The lawsuit alleges that, despite suspicious circumstances surrounding the death of Sgt. Deirdre Aguigui in July 2011, the Army paid Isaac Aguigui $500,000 in death benefits, which he used to finance his plan, including the purchase of $32,000 in assault-style rifles and handguns.

The group also plotted to buy land in Washington as a compound and discussed poisoning the state’s apple crop and planned to kill the president.

The civil trial is expected to last two weeks.

Aguigui was sentenced to life without parole in March 2014 by a military judge after he was convicted of killing his wife. He was court-martialed only after a second autopsy found evidence she had been strangled.

The Army bungled the first autopsy, according to the lawsuit.

Aguigui pleaded guilty last May to the murders of Roark and York and received two more life terms.

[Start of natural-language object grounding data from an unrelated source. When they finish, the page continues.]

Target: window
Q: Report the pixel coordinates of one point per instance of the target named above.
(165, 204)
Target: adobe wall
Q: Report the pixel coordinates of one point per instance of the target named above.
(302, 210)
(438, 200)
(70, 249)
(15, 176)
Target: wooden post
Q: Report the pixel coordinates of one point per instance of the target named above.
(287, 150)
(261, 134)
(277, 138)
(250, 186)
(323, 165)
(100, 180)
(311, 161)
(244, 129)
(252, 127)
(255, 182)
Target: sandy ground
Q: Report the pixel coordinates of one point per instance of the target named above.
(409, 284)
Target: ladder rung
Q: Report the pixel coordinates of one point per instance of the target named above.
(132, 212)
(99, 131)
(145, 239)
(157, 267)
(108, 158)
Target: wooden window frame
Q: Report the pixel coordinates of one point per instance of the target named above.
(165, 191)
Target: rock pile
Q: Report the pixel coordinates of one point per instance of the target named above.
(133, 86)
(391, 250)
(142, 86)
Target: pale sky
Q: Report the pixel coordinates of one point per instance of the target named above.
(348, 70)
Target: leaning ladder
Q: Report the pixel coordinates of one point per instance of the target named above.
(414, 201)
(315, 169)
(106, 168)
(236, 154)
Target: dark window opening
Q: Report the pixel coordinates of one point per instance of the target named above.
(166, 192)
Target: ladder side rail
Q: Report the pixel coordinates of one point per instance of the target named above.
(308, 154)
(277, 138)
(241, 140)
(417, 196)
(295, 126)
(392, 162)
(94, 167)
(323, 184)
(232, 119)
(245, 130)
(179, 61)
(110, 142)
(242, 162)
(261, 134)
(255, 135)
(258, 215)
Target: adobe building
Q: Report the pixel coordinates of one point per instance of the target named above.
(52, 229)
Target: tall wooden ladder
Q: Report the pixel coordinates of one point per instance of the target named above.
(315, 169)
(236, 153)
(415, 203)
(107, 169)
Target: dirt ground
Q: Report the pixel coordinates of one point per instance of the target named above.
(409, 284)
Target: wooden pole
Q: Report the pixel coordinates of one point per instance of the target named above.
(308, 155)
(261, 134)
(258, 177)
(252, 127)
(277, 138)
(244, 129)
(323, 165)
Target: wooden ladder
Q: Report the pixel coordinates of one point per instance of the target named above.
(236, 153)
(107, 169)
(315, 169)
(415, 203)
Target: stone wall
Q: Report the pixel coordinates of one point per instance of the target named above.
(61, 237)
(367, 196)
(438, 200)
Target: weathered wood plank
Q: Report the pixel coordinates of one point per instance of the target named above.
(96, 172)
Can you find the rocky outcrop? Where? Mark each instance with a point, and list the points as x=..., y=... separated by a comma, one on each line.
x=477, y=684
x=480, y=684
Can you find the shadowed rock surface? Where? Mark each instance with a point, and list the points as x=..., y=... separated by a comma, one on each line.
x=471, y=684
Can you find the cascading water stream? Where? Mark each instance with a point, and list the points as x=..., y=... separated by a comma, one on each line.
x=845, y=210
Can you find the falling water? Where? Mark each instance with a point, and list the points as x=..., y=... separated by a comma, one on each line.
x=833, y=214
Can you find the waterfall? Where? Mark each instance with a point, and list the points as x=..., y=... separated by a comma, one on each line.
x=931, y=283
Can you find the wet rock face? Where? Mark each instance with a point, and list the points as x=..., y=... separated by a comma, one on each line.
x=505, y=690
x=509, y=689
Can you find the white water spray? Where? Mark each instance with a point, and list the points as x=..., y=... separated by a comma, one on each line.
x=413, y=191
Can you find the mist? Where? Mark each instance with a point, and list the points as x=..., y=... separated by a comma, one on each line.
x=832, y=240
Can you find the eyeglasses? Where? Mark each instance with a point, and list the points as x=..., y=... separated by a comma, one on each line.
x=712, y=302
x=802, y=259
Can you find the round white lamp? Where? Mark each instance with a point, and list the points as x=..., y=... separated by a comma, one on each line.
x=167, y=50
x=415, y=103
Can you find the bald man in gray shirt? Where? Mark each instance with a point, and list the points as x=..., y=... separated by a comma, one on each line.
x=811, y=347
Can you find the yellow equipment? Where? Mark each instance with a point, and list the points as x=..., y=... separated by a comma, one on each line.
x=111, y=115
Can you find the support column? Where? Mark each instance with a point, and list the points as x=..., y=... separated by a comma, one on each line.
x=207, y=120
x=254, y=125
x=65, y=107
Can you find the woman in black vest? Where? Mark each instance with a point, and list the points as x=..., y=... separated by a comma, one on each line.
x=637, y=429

York was shot by another member of the group, former Sgt. Anthony Peden, a heroin-addicted combat veteran of the Afghanistan and Iraq wars who as a Cavalry scout had suffered traumatic brain injuries and post-traumatic stress disorder. He was sentenced to life with the possibility of parole last May, with the judge acknowledging his service record.

Roark had been discharged from the Army after getting in trouble, and Aguigui and other members of the group feared he might talk about its plans.

According to prosecutors, Aguigui, Peden and the others, Pvt. Christopher Salmon and Pvt. 1st Class Michael Burnett, lured Roark and York into the woods near the base and shot them. Peden shot the woman and Salmon shot Roark on his knees, according to evidence at their trials.

Salmon is also serving life without parole.

Burnett pleaded guilty to reduced charges of manslaughter in 2012, when he agreed to testify against the other soldiers.

The lawsuit alleges the Army should have been on notice that Aguigui and Peden were troubled soldiers who talked openly of plans to form a militia and carry out terrorist operations.

Shortly after the suspicious death of his wife, the lawsuit alleges, the Army investigated Aguigui in a plot to kill local drug dealers so Aguigui could take over the trade.

The plaintiffs include Tracy Jahr, Roark’s mother, of Marysville; his father, Brett Roark, of Daytona Beach, Florida; and York’s parents, Timothy York of Kerman, California and Brenda Thomas, of Richmond Hill, Georgia.